A legalização do testamento vital (TV), em julho de 2014, assinala «um salto democrático e civilizacional» no nosso país, considera Rui Nunes, presidente da Associação Portuguesa de Bioética e coautor do TV. «Trata-se da possibilidade de cada um exercer os seus direitos humanos básicos e fundamentais. A sua principal vantagem é de liberdade e de cidadania», justifica.  Permite que indiquemos antecipadamente se queremos ou não que certas medidas terapêuticas sejam administradas em circunstâncias em que não estejamos capazes de expressar a nossa vontade, por exemplo, no contexto de doença terminal ou acidente.

Envolve vantagens para quem o assina, mas também para a família (que sofre com o estado em que o doente se encontra) e até para os profissionais de saúde, ajudando-os a decidir em momentos críticos. «Todos ganham», sintetiza. O documento «pode ser revogado a qualquer momento. Mas deve pensar bem, com maturidade e tempo, e elaborá-lo o mais racionalmente possível», com a ajuda do médico especialista em medicina geral e familiar, até porque «o risco ou a consequência natural é antecipar o momento da morte». Conheça os tópicos sobre os quais terá de decidir e o que a sua decisão poderá significar:

«Não ser submetido a reanimação cardiorrespiratória»

A reanimação cardiorrespiratória tem lugar, explica Rui Nunes, «quando o coração e os pulmões deixam de funcionar, transitoriamente, (por exemplo, em consequência de uma reação a um medicamento ou a um enfarte), o que não significa que a pessoa tenha morrido. É feita através de manobras médicas que, frequentemente, permitem oferecer muitos anos de vida útil. Mas há casos pontuais em que reanimar a função cardíaca e pulmonar é mais prejudicial do que benéfica», sublinha.

«Por exemplo, no caso de um doente terminal, fazê-lo só causa sofrimento, a ele e à família», elucida. O especialista sublinha a importância do aconselhamento médico no preenchimento do TV. «As pessoas poderão indicar que não querem ser reanimadas se tiverem uma doença fatal, mas ninguém no seu juízo pleno e informado vai indicar que não quer ser reanimado se tiver uma paragem cardiorrespiratória devido à reação a um medicamento», refere ainda.

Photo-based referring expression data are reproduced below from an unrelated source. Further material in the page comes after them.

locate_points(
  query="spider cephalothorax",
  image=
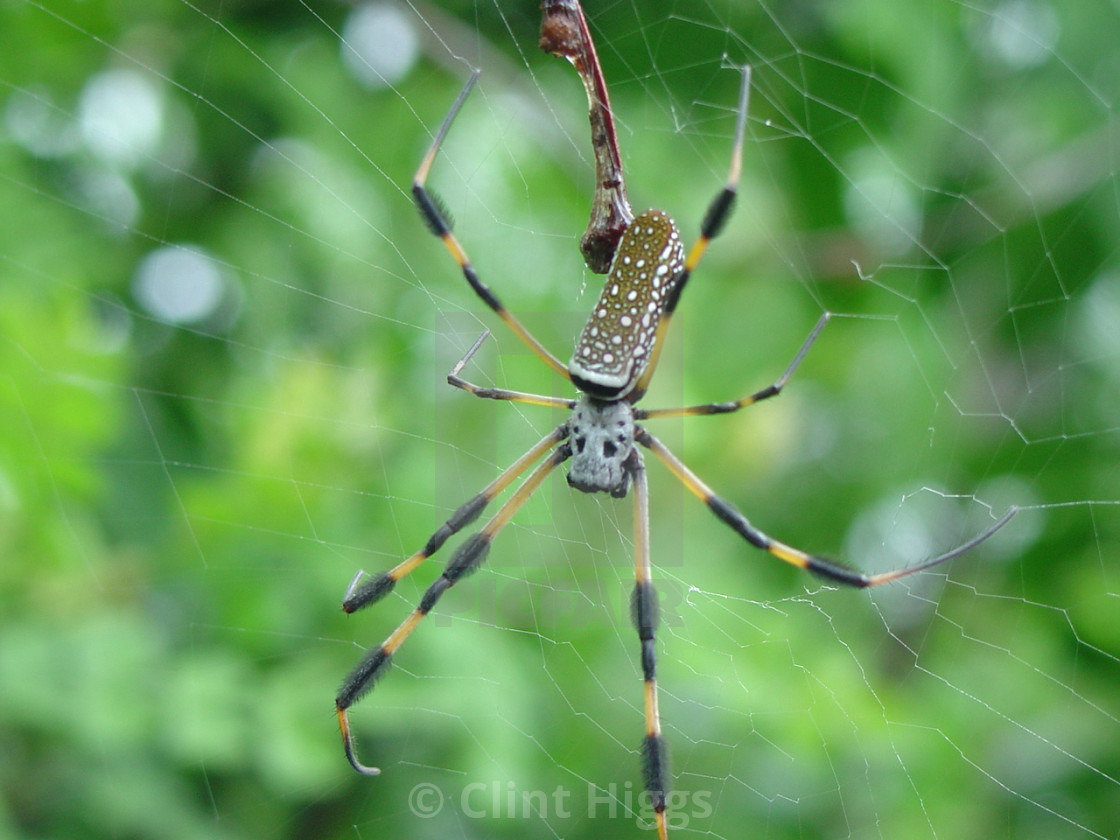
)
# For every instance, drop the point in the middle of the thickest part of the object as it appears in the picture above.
(602, 440)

Os potenciais riscos desta manobra devem ser conhecidos. «Geralmente, a pessoa fica bem», assegura Rui Nunes. Podem existir sequelas de uma reanimação cardiorrespiratória, sobretudo «devido à doença que está na sua origem e não devido à reanimação. A grande linha divisória não deve ser o tipo de sequelas que podem ocorrer mas se a reanimação permite que a vida continue com qualidade ou não. Se permite, deve ser feita», opina.

«Se não, está apenas a prolongar-se fisiologicamente a vida durante minutos ou horas e, aí, não deve ser feita. Em casos muito excecionais, a reanimação cardiorrespiratória pode resultar em morte cerebral, mas a maior parte dos casos vegetativos permanentes não são consequência da manobra», refere ainda o especialista.

«Não ser submetido a meios invasivos de suporte artificial de funções vitais»

Estes meios englobam todo o «material médico utilizado em doenças que possam pôr em risco as funções vitais, desde intubações até a alimentação e hidratação artificiais ou perfusões endovenosas. Graças a elas, há doentes em estado vegetativo durante anos. O tronco cerebral, que controla as funções vitais, como pulmões e coração, está funcionante, mas o cérebro (responsável pela cognição pela vida de relação) está destruído e não há nada que reverta a situação», realça.

«É um dos casos em que o TV tem mais aplicação. Está a prolongar-se a vida em estado vegetal mas nunca mais vai haver pessoa humana», acrescenta ainda Rui Nunes, que aponta os potenciais riscos destes meios. «Podem ser considerados meios desproporcionais de tratamento em doentes em estado vegetativo. Os órgãos estão a trabalhar e a ser alimentados exogenamente e, quando isso deixar de acontecer, a pessoa morre», alerta.

«A questão é se vamos deixar passar dez ou 15 anos ou se vamos tomar a decisão mais cedo. O principal problema são as consequências do prolongamento da vida em sofrimento e sem qualidade. Isto aplica-se também, por exemplo, quando uma pessoa tem cancro terminal, com grande dor e sofrimento», afirma ainda o especialista.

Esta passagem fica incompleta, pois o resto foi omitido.